Dengan genre Biography, buku ini memiliki 612 halaman dan pertama kali diterbitkan pada tahun 1983. Buku yang kubaca adalah buku yang diterbitkan oleh Qanita pada tahun 2004. Ini buku terjemahan kedua milik Torey Hayden yang sudah kubaca, dan sama seperti pengalaman pertamaku membaca buku milik Torey, aku sangat suka dengan cerita dan gaya bahasanya! Karena yang kubaca adalah buku terjemahan, jadi aku ingin mengapresiasi penerjemah buku ini karena sukses menerjemahkan buku ini dengan baik. :D

Gaya bahasa yang digunakan sangat ringan dan santai.
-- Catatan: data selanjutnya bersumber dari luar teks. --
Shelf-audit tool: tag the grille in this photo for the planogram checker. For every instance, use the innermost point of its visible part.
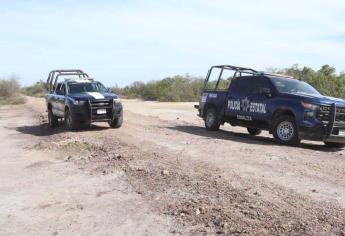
(101, 104)
(324, 112)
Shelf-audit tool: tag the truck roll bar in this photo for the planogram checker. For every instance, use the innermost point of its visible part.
(55, 74)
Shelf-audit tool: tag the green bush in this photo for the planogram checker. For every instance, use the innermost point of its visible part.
(10, 92)
(171, 89)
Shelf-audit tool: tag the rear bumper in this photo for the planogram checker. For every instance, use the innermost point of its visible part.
(320, 133)
(329, 132)
(199, 110)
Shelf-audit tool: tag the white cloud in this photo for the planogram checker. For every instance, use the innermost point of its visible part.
(146, 41)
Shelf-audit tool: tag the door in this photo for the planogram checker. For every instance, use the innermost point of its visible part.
(248, 100)
(60, 99)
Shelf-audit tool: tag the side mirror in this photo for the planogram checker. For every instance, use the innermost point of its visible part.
(266, 92)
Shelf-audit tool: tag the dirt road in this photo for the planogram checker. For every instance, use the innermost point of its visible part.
(162, 173)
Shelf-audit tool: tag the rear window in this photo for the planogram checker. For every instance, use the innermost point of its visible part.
(86, 87)
(243, 86)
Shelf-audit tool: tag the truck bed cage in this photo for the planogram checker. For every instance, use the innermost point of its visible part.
(55, 74)
(238, 73)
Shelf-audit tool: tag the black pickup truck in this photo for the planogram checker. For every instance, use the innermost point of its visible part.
(80, 100)
(288, 108)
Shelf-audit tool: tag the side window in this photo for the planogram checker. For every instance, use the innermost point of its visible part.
(58, 87)
(241, 86)
(225, 79)
(213, 78)
(261, 86)
(63, 89)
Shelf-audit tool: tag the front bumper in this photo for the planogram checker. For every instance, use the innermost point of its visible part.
(327, 132)
(86, 114)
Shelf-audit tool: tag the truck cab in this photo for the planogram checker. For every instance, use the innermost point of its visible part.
(80, 100)
(289, 109)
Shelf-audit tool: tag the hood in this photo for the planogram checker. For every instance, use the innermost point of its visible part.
(318, 99)
(92, 96)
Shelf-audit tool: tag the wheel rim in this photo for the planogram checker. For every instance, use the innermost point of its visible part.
(50, 118)
(285, 130)
(210, 118)
(68, 120)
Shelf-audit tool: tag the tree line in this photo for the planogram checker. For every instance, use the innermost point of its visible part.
(188, 88)
(185, 88)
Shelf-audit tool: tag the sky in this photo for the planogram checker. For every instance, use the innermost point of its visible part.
(119, 42)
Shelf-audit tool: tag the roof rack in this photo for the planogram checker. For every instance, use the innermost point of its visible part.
(245, 70)
(55, 74)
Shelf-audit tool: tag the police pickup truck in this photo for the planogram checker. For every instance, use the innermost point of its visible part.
(288, 108)
(80, 100)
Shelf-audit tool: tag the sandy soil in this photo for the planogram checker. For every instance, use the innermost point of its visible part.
(162, 173)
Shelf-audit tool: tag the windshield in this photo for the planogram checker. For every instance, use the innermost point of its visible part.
(86, 87)
(284, 85)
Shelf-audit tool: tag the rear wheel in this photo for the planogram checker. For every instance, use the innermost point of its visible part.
(285, 130)
(69, 121)
(335, 145)
(254, 131)
(211, 120)
(116, 123)
(52, 119)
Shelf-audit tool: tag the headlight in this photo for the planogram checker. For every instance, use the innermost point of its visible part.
(78, 102)
(117, 100)
(309, 110)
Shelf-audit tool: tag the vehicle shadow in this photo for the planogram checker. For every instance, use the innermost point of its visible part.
(243, 137)
(45, 130)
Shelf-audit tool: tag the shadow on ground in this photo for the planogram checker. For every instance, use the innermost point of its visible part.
(243, 138)
(45, 130)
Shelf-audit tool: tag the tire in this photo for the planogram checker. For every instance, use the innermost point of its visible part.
(335, 145)
(116, 123)
(254, 131)
(285, 131)
(52, 119)
(69, 121)
(211, 120)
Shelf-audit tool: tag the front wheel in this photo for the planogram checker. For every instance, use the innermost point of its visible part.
(254, 131)
(335, 145)
(52, 119)
(116, 123)
(69, 121)
(285, 131)
(211, 120)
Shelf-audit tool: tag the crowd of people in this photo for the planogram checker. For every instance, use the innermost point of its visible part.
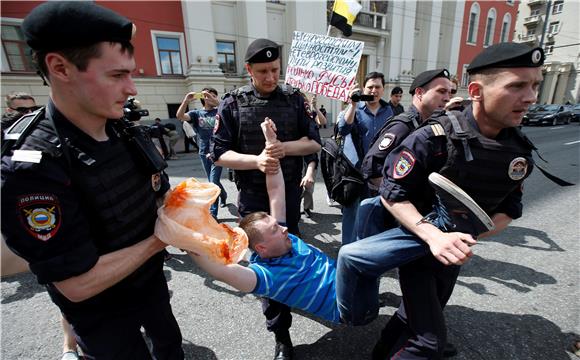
(79, 199)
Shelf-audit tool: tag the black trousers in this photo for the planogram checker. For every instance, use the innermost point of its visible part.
(419, 324)
(118, 335)
(278, 316)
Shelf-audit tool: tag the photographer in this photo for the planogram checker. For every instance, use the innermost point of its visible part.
(358, 124)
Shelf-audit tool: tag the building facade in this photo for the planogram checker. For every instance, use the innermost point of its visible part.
(180, 46)
(553, 25)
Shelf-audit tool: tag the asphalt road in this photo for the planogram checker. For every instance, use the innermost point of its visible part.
(518, 298)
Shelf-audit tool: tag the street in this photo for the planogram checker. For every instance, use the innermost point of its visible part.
(518, 298)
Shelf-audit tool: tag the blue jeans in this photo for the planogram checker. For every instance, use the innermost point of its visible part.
(214, 174)
(372, 218)
(360, 266)
(361, 263)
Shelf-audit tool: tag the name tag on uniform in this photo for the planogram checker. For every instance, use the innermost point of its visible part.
(32, 156)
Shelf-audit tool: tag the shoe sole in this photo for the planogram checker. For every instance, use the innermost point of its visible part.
(444, 184)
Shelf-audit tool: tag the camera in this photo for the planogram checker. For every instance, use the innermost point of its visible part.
(357, 96)
(132, 110)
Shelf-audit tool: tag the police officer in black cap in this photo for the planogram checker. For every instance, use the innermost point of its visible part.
(430, 91)
(239, 144)
(484, 153)
(78, 202)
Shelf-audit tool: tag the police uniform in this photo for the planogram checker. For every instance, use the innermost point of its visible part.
(68, 199)
(240, 114)
(372, 217)
(491, 171)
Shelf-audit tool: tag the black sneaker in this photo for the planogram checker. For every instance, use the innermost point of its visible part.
(466, 216)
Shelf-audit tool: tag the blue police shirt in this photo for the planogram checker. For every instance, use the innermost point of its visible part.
(203, 121)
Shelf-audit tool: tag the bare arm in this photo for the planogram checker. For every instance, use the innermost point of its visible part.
(181, 114)
(448, 248)
(274, 182)
(109, 270)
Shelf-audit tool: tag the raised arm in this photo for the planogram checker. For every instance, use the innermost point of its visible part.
(274, 182)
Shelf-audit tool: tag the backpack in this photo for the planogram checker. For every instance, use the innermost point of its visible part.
(344, 182)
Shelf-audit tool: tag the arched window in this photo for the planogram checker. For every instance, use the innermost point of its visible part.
(472, 26)
(505, 28)
(489, 27)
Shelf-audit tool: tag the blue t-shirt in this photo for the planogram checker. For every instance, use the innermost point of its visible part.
(304, 278)
(203, 121)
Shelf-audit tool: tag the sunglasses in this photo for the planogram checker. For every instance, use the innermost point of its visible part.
(26, 110)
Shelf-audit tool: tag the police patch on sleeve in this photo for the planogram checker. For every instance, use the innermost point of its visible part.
(518, 168)
(216, 126)
(40, 215)
(404, 165)
(388, 140)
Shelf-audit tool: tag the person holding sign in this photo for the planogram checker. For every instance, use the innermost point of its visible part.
(360, 122)
(238, 144)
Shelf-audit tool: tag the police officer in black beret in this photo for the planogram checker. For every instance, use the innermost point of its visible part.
(78, 202)
(482, 151)
(239, 144)
(430, 91)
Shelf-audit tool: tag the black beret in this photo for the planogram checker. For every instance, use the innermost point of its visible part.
(261, 50)
(56, 25)
(425, 77)
(506, 55)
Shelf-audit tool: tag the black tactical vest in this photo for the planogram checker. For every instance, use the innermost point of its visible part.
(487, 169)
(251, 111)
(116, 194)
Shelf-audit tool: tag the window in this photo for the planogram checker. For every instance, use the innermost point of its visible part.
(558, 6)
(226, 52)
(169, 52)
(505, 28)
(19, 55)
(169, 55)
(489, 27)
(473, 21)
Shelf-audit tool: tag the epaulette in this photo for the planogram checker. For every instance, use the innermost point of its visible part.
(437, 129)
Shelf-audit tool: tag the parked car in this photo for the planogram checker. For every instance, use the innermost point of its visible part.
(547, 115)
(575, 109)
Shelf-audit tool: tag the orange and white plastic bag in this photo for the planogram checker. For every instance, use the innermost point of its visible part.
(184, 221)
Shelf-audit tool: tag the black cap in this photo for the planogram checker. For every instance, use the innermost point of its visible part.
(262, 50)
(56, 25)
(506, 55)
(426, 77)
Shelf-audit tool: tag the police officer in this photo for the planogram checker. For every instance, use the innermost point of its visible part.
(430, 91)
(239, 144)
(395, 101)
(483, 152)
(77, 202)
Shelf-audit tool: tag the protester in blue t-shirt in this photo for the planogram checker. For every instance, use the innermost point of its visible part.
(203, 121)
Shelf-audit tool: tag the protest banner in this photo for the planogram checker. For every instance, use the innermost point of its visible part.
(323, 65)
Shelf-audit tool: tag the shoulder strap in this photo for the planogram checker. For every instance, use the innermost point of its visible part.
(17, 133)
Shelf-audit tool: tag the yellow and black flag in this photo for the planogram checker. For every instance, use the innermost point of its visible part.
(343, 14)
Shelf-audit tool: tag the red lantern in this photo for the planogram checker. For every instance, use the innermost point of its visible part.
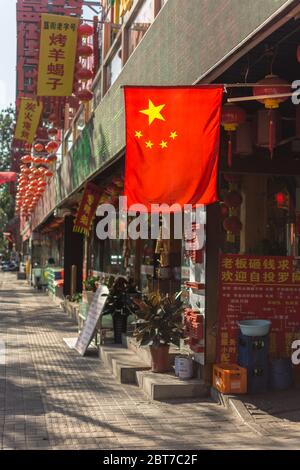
(232, 224)
(271, 85)
(26, 159)
(52, 159)
(85, 30)
(38, 160)
(42, 133)
(53, 117)
(84, 75)
(85, 51)
(231, 117)
(85, 95)
(38, 147)
(52, 146)
(73, 102)
(52, 132)
(233, 199)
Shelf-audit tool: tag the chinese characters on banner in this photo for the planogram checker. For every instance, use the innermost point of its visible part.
(87, 209)
(57, 55)
(28, 120)
(257, 287)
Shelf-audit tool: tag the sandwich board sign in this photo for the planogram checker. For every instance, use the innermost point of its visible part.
(94, 313)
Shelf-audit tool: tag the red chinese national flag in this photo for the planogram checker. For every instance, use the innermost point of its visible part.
(172, 144)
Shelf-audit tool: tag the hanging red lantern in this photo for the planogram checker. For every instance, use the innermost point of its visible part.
(42, 133)
(38, 147)
(53, 117)
(52, 132)
(85, 30)
(52, 159)
(26, 159)
(231, 117)
(85, 51)
(233, 199)
(233, 224)
(73, 102)
(85, 95)
(84, 74)
(38, 160)
(52, 146)
(271, 85)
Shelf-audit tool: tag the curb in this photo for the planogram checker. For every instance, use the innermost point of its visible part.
(232, 403)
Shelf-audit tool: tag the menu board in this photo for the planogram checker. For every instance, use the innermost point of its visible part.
(258, 287)
(89, 327)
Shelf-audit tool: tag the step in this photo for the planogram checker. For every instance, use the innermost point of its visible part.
(123, 363)
(144, 352)
(167, 386)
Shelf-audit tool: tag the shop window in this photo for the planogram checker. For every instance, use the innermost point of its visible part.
(114, 68)
(113, 257)
(140, 25)
(97, 91)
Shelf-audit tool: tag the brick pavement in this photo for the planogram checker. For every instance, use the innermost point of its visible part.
(52, 398)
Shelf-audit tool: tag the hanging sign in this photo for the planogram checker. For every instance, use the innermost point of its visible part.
(258, 287)
(87, 209)
(28, 120)
(94, 313)
(58, 42)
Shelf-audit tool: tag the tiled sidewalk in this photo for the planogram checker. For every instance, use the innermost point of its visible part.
(52, 398)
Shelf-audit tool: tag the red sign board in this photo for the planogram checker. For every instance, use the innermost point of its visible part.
(258, 287)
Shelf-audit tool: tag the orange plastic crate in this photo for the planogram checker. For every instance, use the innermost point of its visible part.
(230, 378)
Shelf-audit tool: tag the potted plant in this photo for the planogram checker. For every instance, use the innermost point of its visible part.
(159, 324)
(120, 305)
(90, 286)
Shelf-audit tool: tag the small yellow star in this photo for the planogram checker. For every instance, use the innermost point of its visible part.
(149, 144)
(153, 112)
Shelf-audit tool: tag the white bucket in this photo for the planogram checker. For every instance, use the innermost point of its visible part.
(183, 367)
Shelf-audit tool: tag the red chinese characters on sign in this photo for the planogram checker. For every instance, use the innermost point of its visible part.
(252, 287)
(87, 209)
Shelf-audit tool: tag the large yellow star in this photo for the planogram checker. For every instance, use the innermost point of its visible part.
(149, 144)
(138, 134)
(153, 112)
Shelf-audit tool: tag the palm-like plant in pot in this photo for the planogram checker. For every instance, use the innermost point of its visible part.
(159, 324)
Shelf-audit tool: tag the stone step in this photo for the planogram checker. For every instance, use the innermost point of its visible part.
(123, 363)
(144, 353)
(167, 386)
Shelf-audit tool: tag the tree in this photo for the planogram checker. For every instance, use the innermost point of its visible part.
(7, 123)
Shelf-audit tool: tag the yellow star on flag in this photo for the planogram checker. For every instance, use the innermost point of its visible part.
(149, 144)
(153, 112)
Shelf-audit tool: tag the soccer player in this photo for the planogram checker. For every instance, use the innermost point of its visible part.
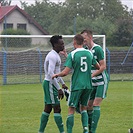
(99, 82)
(51, 87)
(130, 130)
(80, 61)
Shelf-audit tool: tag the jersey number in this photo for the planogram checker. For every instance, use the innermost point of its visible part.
(83, 64)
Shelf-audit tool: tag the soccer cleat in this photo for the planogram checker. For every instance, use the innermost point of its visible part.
(130, 130)
(77, 109)
(85, 130)
(67, 92)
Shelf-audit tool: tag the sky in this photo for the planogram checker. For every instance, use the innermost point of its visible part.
(129, 3)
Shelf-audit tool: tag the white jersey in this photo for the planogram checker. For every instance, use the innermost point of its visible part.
(52, 66)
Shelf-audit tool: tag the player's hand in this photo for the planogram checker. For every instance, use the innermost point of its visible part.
(60, 94)
(63, 53)
(64, 87)
(54, 76)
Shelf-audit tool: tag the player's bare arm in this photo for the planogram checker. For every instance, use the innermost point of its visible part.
(65, 72)
(101, 67)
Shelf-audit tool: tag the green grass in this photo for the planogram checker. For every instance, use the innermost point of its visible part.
(21, 107)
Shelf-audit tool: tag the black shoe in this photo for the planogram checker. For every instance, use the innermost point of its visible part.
(130, 130)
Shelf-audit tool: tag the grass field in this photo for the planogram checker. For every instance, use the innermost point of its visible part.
(21, 107)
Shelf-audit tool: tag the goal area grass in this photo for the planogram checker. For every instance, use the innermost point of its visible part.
(21, 107)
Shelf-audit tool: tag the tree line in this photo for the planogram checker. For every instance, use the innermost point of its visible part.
(104, 17)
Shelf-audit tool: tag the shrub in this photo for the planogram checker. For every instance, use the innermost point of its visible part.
(15, 42)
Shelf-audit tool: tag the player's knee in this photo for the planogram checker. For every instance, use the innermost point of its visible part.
(48, 108)
(57, 109)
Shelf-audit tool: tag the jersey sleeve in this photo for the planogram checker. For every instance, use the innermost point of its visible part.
(68, 62)
(94, 62)
(99, 53)
(51, 68)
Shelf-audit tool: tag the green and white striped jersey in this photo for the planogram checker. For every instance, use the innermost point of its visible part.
(81, 61)
(98, 55)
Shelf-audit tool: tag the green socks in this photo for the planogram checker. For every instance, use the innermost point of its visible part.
(84, 120)
(90, 114)
(70, 123)
(95, 118)
(59, 122)
(43, 121)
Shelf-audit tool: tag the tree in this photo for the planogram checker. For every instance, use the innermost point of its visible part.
(101, 15)
(5, 2)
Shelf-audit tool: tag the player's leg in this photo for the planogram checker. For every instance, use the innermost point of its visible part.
(96, 114)
(84, 102)
(100, 95)
(44, 117)
(58, 117)
(90, 107)
(49, 99)
(72, 103)
(70, 119)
Salah satu hal yang kusuka dari bacaan milik Torey adalah kisahnya yang cukup sederhana tapi di saat yang sama juga sangat berkesan. Buku ini juga mengajarkan aku beberapa istilah dan kondisi dalam dunia psikologi, serta gambaran praktik di lapangan mengenai bagaimana menangani anak berkebutuhan khusus. Aku juga suka humor-humor tersirat yang dilontarkan Torey, semacam 'masuk' banget sama humorku, haha.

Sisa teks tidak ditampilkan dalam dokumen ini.